„Alle fünf Ansammlungen sind leer“

Herz Sutra – „Ihm leuchtete auf: Alle fünf Ansammlungen sind leer“

——Begleitlektüre zum Drei Schätze Retreat am 19.11.2020

Von hier an beschreibt der Text eingehend den Zustand der uns umgebenden Welt aus der Sicht der vollkommenen Weisheit:

Ihm leuchtete auf: die fünf Ansammlungen sind alle leer – das löst alles Leiden.

Mit den fünf Ansammlungen stoßen wir hier auf einen zentralen Begriff in der Buddhalehre. Skandha ist das Sanskrit Wort, auf Pali Khandha. [i] Wenn Gautama Buddha mit seinen Schülern über die Existenz (Welt und Ich) sprach, verwendete er also die folgenden fünf Kategorien, um das gesamte Erleben des Menschen zu erklären:

  • Form (Sanskrit: Rupa; Chinesisch: 色 se)
  • Gefühl (Sanskrit: Vedana; 受shou)
  • Wahrnehmung/Gedanken (Sanskrit: Sanna; 想xiang)
  • Gestaltung/Formation (Sanskrit: Sankhara; 行xing)
  • Bewusstsein (Sanskrit: Vinnana; 识shi)

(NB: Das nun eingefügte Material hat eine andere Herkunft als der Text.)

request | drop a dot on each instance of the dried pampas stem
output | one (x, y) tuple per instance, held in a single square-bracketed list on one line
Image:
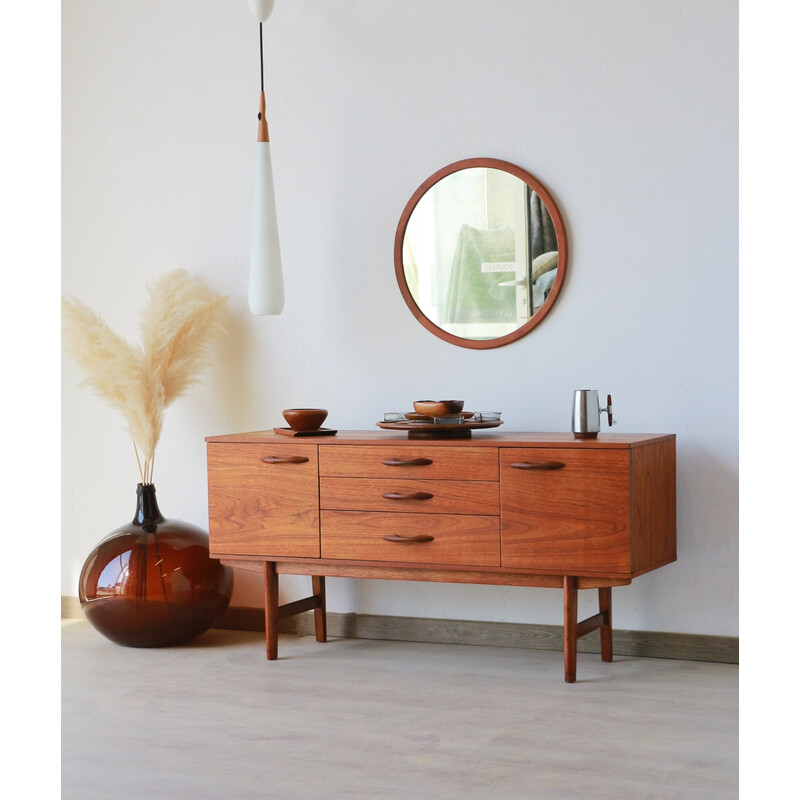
[(177, 322)]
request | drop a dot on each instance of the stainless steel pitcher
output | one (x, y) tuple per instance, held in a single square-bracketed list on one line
[(586, 413)]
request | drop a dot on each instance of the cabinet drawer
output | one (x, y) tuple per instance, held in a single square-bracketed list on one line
[(456, 538), (423, 461), (263, 499), (566, 510), (404, 496)]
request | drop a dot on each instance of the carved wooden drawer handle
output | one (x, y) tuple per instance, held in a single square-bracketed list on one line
[(537, 465), (408, 496), (422, 537)]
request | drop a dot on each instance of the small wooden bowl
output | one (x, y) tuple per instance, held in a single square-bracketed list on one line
[(305, 419), (438, 408)]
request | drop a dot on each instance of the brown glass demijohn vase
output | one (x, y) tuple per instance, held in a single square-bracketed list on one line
[(151, 583)]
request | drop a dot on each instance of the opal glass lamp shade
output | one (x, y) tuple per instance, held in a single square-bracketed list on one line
[(266, 276)]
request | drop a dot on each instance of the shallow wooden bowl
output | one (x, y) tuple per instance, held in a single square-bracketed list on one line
[(305, 419), (438, 408)]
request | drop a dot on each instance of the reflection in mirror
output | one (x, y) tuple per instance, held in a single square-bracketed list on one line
[(480, 253)]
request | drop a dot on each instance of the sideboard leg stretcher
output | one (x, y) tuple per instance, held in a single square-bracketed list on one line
[(274, 612), (573, 630)]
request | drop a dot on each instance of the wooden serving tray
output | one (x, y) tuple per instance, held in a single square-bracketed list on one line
[(429, 430), (317, 432)]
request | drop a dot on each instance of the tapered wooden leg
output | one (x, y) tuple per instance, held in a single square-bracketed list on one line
[(570, 628), (320, 619), (271, 609), (605, 628)]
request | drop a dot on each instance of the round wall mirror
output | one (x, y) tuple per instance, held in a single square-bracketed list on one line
[(480, 253)]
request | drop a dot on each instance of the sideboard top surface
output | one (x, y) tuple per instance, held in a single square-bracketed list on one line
[(479, 439)]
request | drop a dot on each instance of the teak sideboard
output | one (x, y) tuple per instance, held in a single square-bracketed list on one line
[(512, 509)]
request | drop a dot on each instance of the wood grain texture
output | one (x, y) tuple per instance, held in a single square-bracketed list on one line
[(457, 539), (628, 643), (263, 129), (445, 497), (271, 609), (320, 613), (570, 628), (605, 441), (530, 636), (654, 505), (263, 509), (570, 519), (606, 634), (447, 463), (444, 573)]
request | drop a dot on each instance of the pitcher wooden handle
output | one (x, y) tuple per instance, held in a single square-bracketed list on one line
[(537, 465), (408, 496), (422, 537)]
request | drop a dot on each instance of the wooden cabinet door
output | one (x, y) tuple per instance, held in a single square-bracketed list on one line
[(566, 510), (263, 499)]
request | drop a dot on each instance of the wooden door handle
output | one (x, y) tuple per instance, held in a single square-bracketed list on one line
[(422, 537), (408, 496), (537, 465)]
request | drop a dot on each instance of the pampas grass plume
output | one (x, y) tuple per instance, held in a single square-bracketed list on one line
[(177, 323)]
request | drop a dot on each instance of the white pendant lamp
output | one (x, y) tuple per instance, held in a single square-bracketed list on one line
[(265, 295)]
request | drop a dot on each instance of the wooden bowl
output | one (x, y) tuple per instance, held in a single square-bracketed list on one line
[(438, 408), (305, 419)]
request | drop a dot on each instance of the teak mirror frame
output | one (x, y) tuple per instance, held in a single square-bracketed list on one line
[(561, 238)]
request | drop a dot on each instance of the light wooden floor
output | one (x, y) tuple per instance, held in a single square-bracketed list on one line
[(355, 719)]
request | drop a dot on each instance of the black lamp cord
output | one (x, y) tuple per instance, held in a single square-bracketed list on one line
[(261, 49)]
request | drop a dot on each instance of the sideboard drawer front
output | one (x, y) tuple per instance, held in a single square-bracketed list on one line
[(410, 496), (566, 510), (388, 461), (263, 499), (457, 539)]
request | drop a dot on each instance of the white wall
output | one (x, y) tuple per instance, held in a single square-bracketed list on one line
[(626, 111)]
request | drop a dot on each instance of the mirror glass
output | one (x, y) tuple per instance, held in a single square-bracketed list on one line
[(480, 253)]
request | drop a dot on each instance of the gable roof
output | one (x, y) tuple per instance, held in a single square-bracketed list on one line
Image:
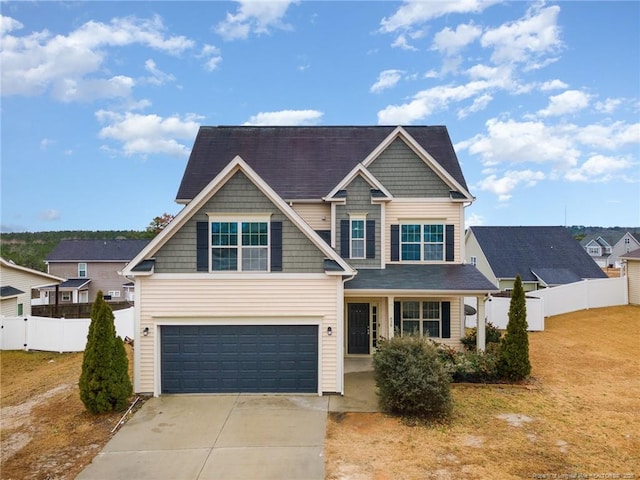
[(96, 250), (141, 264), (302, 163), (549, 254)]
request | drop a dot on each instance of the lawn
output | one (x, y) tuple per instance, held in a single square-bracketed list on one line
[(579, 417)]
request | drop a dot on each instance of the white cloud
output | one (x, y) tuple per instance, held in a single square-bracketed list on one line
[(386, 79), (525, 40), (452, 41), (149, 134), (416, 12), (285, 117), (253, 16), (554, 84), (212, 57), (503, 186), (599, 168), (570, 101), (70, 65), (50, 215)]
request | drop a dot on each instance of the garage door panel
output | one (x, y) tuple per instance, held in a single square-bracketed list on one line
[(239, 358)]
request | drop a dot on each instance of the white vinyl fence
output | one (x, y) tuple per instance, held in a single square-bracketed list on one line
[(56, 334), (597, 293)]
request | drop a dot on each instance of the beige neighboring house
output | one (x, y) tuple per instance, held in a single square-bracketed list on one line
[(89, 266), (296, 247), (17, 285), (631, 261)]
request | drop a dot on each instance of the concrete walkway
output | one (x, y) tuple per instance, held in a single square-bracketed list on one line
[(220, 437)]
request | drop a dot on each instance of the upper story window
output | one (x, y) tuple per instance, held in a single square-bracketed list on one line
[(422, 242), (240, 246), (358, 238)]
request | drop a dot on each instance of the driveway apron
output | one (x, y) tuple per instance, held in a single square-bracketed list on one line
[(220, 437)]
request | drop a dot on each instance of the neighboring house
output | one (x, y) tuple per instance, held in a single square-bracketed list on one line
[(542, 256), (298, 246), (90, 266), (17, 284), (631, 262), (608, 246)]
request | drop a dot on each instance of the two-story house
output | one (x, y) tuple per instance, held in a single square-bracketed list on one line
[(90, 266), (298, 246)]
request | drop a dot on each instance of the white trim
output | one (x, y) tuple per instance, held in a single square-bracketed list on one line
[(237, 164), (361, 170), (172, 320)]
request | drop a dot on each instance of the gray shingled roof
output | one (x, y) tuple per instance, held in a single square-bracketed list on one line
[(548, 251), (96, 250), (431, 277), (301, 162)]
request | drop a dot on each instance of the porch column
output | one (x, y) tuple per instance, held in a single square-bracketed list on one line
[(390, 310), (481, 334)]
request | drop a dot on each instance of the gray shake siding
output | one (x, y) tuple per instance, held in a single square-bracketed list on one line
[(405, 175), (358, 203), (239, 195)]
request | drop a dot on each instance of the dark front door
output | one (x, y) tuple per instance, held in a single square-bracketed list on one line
[(358, 328)]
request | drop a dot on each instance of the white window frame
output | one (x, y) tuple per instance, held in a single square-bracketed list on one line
[(363, 219), (239, 247), (422, 242), (422, 318)]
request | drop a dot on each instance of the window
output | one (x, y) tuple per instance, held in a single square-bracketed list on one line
[(421, 318), (357, 238), (422, 242), (240, 246)]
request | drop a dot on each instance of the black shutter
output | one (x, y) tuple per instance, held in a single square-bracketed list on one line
[(276, 246), (397, 318), (371, 239), (344, 238), (446, 319), (202, 246), (395, 243), (449, 243)]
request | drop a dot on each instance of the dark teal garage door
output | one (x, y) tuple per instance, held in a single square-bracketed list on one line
[(239, 358)]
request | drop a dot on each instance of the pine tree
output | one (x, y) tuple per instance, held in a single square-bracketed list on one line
[(513, 361), (104, 382)]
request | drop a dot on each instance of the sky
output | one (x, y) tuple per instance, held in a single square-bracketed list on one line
[(101, 101)]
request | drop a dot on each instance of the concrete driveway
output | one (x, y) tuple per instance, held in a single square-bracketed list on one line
[(218, 437)]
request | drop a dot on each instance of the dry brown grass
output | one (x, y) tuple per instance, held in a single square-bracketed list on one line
[(45, 431), (580, 415)]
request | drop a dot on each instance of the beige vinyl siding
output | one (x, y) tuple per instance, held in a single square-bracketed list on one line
[(210, 300), (406, 211), (405, 174), (317, 215), (633, 274)]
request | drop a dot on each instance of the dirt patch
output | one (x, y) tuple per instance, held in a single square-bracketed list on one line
[(578, 416), (46, 433)]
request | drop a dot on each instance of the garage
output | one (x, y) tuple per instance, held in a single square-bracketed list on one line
[(239, 358)]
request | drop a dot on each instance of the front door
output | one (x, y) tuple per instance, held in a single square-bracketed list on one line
[(358, 328)]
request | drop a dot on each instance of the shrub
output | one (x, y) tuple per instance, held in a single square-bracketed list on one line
[(513, 358), (411, 379), (104, 382), (492, 335), (470, 365)]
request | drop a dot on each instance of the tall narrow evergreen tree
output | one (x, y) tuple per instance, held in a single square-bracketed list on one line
[(513, 360), (104, 382)]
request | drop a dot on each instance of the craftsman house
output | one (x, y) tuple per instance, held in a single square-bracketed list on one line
[(296, 247)]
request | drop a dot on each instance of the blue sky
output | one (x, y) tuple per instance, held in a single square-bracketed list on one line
[(101, 101)]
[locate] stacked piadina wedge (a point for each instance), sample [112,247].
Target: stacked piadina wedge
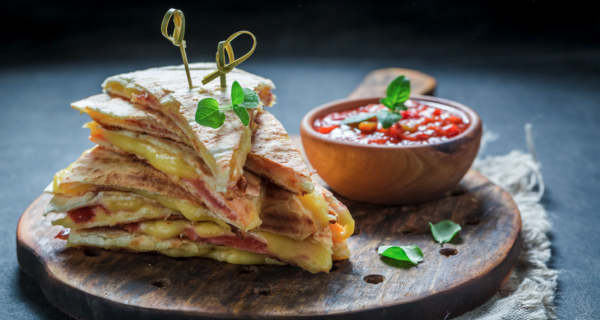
[158,181]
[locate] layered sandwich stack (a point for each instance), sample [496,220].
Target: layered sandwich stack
[158,181]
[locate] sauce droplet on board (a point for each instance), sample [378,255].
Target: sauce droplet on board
[448,252]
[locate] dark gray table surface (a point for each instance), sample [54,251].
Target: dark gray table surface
[559,93]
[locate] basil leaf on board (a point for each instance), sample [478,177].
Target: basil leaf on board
[410,253]
[398,91]
[444,231]
[359,118]
[251,99]
[208,113]
[388,118]
[242,113]
[237,94]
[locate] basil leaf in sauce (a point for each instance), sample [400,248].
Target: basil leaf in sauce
[359,118]
[208,113]
[388,118]
[410,253]
[444,231]
[397,93]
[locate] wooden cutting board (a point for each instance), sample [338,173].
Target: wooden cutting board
[98,284]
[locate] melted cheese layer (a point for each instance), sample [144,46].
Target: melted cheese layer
[159,157]
[316,204]
[306,254]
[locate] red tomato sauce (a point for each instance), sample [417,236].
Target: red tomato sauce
[420,124]
[81,214]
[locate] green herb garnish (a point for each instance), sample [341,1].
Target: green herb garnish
[397,93]
[210,114]
[444,231]
[404,253]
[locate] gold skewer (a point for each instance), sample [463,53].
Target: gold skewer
[222,68]
[177,37]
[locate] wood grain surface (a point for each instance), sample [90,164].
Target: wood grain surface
[376,82]
[99,284]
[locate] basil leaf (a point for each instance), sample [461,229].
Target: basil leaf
[400,106]
[388,102]
[359,118]
[388,118]
[405,253]
[208,113]
[237,94]
[251,99]
[398,91]
[242,113]
[444,231]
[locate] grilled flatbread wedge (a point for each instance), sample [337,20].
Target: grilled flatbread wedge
[123,220]
[211,241]
[101,169]
[281,212]
[272,155]
[286,212]
[166,90]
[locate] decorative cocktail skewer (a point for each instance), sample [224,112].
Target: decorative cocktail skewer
[177,37]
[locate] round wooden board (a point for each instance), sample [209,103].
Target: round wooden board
[121,285]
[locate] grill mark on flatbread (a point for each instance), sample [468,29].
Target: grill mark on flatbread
[105,168]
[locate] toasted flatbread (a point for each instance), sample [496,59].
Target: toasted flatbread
[272,155]
[103,169]
[166,89]
[158,235]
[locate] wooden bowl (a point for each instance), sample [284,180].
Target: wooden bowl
[391,175]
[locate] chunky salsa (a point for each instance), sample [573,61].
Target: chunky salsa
[420,124]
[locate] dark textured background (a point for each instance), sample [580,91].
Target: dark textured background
[513,62]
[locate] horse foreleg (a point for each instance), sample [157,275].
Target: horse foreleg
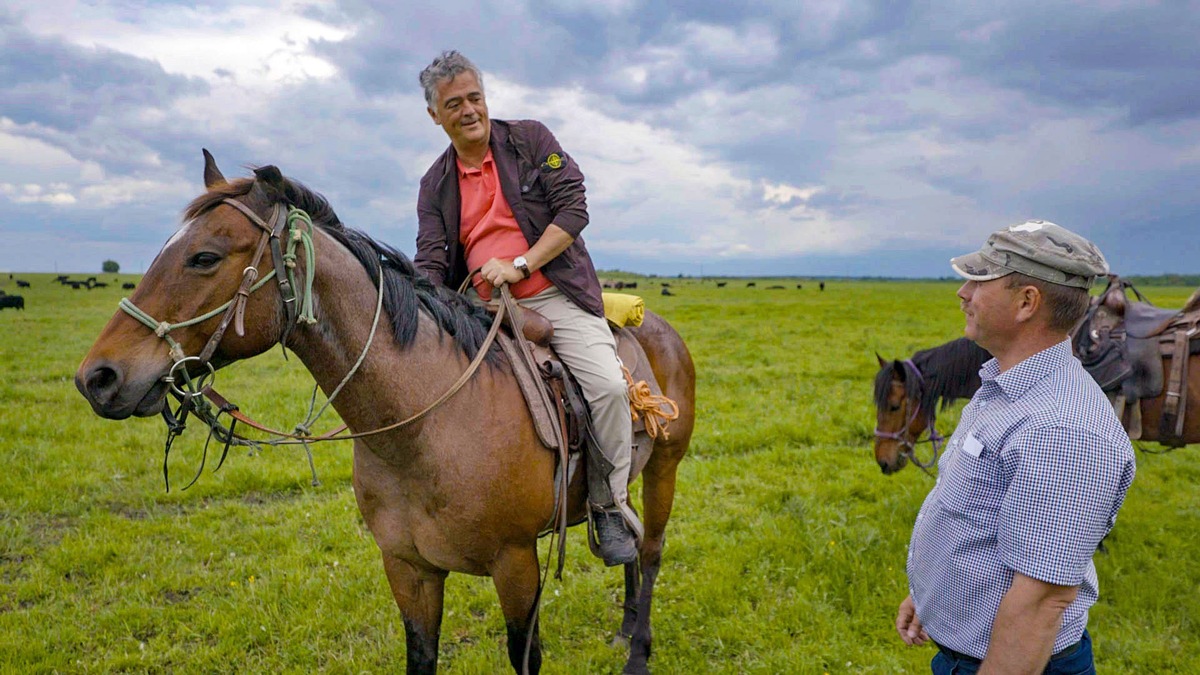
[633,581]
[515,574]
[658,497]
[419,595]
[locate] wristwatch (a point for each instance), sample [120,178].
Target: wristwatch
[522,266]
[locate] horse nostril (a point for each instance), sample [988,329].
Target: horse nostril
[102,383]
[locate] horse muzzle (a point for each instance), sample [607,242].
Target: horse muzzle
[114,395]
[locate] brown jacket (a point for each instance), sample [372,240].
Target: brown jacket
[541,184]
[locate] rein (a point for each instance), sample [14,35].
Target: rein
[196,393]
[907,442]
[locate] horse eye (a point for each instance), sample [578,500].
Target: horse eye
[204,260]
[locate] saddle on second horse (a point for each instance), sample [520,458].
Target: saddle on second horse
[1123,344]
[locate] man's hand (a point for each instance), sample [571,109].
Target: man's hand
[499,270]
[909,625]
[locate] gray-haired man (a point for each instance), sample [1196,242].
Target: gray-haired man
[1000,565]
[507,199]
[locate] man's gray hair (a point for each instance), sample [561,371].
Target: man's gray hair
[447,66]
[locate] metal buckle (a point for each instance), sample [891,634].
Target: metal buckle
[198,386]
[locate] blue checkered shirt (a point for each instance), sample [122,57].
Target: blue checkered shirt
[1031,482]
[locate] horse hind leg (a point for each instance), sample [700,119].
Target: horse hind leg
[419,593]
[658,497]
[515,574]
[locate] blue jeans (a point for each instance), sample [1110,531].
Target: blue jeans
[1078,663]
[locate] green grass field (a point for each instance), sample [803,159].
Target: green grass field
[785,553]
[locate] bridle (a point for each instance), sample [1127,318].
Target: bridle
[907,441]
[196,393]
[286,223]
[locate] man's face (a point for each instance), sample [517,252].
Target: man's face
[462,111]
[990,309]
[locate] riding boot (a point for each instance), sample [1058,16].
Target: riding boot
[615,530]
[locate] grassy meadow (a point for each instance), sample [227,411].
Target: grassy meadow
[785,553]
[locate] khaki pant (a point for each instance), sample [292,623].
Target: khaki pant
[586,345]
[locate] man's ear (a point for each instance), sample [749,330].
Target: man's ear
[1029,303]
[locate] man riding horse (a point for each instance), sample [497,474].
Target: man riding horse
[507,201]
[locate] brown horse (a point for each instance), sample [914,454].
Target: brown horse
[909,393]
[465,490]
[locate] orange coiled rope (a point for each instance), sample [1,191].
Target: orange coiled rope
[651,406]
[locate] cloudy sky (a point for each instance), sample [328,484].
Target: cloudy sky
[717,137]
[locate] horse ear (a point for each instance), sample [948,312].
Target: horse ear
[213,175]
[271,181]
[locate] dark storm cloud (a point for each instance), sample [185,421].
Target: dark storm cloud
[53,83]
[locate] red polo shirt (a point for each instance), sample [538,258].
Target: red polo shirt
[489,230]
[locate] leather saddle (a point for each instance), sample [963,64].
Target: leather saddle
[555,399]
[1123,345]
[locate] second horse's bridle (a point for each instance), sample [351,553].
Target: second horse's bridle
[907,441]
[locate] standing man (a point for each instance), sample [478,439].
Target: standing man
[1000,565]
[507,199]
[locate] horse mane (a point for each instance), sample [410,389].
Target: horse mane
[936,377]
[406,290]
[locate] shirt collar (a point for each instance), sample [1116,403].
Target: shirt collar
[1023,376]
[463,169]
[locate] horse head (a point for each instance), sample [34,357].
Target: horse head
[175,314]
[898,419]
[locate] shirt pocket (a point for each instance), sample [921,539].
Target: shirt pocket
[971,488]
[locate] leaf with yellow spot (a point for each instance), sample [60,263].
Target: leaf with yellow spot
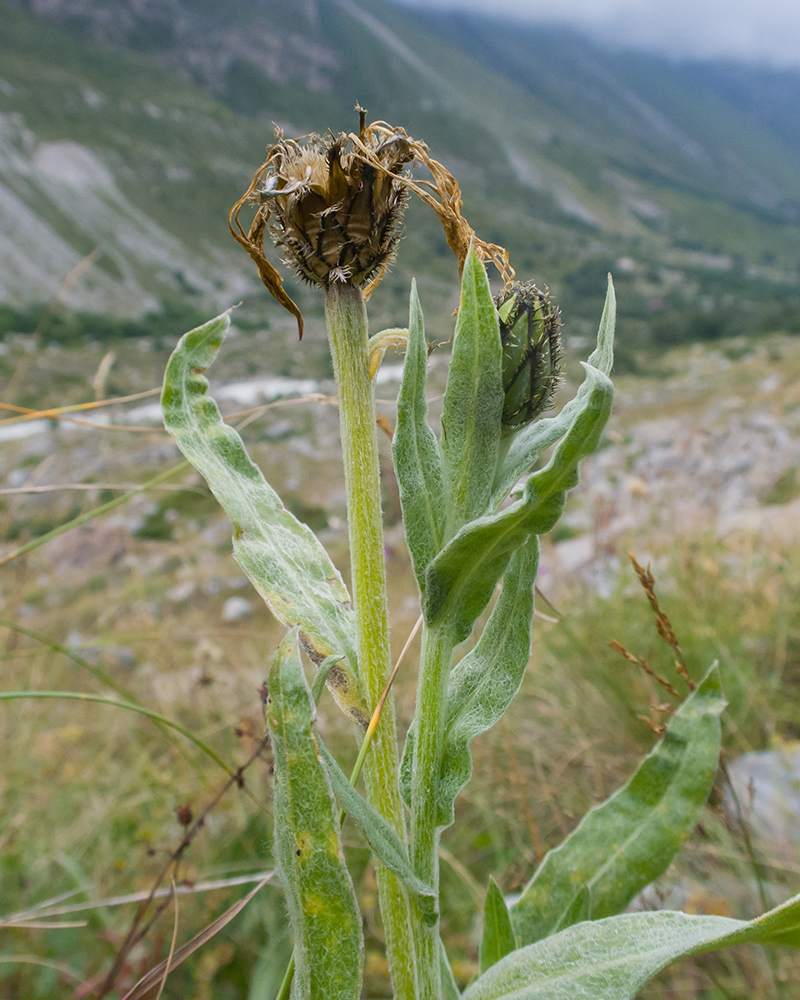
[283,558]
[319,891]
[630,839]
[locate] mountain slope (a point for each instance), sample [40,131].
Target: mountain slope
[135,129]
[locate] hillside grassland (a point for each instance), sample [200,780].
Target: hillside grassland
[123,143]
[91,792]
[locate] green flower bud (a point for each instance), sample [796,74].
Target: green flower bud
[530,333]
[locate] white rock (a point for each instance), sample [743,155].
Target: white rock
[236,609]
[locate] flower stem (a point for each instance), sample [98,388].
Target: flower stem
[346,317]
[434,668]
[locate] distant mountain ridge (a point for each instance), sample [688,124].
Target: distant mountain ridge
[132,126]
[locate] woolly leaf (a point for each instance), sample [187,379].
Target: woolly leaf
[283,558]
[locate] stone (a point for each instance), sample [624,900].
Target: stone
[236,609]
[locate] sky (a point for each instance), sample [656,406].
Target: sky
[762,31]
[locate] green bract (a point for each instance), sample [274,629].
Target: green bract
[474,510]
[530,334]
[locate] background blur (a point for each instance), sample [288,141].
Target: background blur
[664,148]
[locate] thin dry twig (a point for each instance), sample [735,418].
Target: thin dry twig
[663,624]
[138,929]
[640,662]
[168,963]
[26,413]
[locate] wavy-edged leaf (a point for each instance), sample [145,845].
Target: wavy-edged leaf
[484,682]
[623,844]
[520,451]
[378,833]
[283,558]
[497,939]
[324,914]
[473,401]
[417,459]
[611,959]
[461,579]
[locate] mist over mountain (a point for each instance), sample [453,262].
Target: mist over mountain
[130,128]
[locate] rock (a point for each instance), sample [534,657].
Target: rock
[236,609]
[181,592]
[767,784]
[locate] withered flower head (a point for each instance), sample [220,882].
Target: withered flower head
[334,210]
[333,205]
[530,333]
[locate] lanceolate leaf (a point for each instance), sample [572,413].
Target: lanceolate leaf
[379,834]
[473,401]
[328,944]
[417,461]
[461,579]
[483,684]
[520,451]
[622,845]
[282,557]
[611,959]
[498,938]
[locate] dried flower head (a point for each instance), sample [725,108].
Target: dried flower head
[333,204]
[530,331]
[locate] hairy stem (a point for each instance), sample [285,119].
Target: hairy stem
[347,334]
[434,668]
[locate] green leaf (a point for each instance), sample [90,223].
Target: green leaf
[520,451]
[450,990]
[328,943]
[417,460]
[283,558]
[611,959]
[623,844]
[462,578]
[473,401]
[378,833]
[497,939]
[485,681]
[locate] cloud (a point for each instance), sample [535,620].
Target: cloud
[767,32]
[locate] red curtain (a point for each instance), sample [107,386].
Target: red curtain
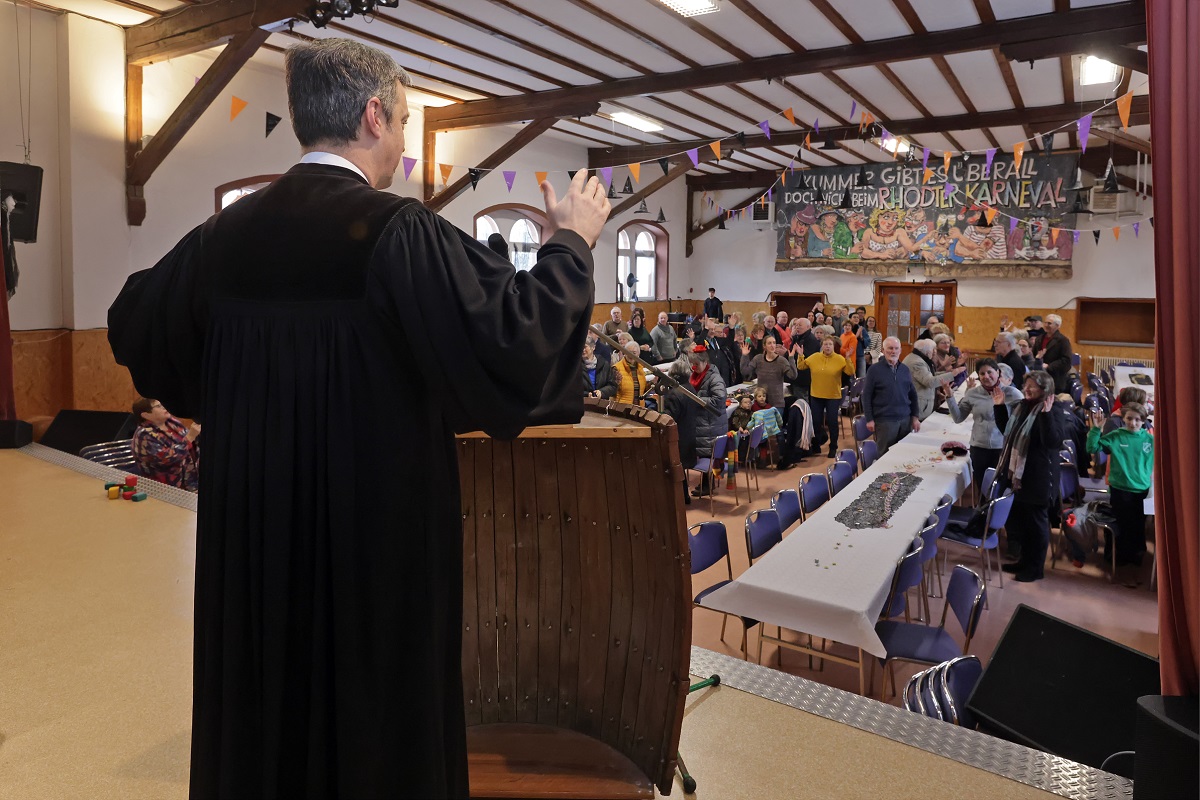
[1174,36]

Weder kommt hier ein unabhängig existierendes „Ich“ noch eine unabhängig existierende „Welt“ vor! „Leben ist (nur) Erleben“, so kann man die Grundaussage hinter diesen Belehrungen Buddhas zu den Skandhas vielleicht auf den Punkt bringen. Dies allerdings widerstrebt dem gewöhnlichen menschlichen Bewusstsein, welches (unterschwellig) ständig noch mehr Konzepte aufstellen und Inhalte verdinglichen will. Der unerwachte „gewöhnliche Mensch“ macht allzu leicht aus den fünf Ansammlungen, die als Werkzeuge zur Befreiung des Geistes gelehrt wurden, selbst wiederum ein Gedankengebäude, an dem er anhaftet. Der Bodhisattva Avalokiteshvara hingegen sieht die ganze Existenz aus erwachter Perspektive, in der auch den Skandhas keine wirkliche Eigenexistenz (Svabhava) zukommt – sie sind leer davon. Das ganze Herz Sutra führt uns eindrücklich dieses Leersein (Sanskrit: Shunyata; Chinesisch: 空kong) vor Augen, vor dem der unerwachte Geist unbewusst zurückschreckt. Allzu leicht verfällt man hier beim Lesen und Nachdenken in ein bildhaftes Begreifen und stellt sich die fünf Ansammlungen als feststehende Dinge vor.  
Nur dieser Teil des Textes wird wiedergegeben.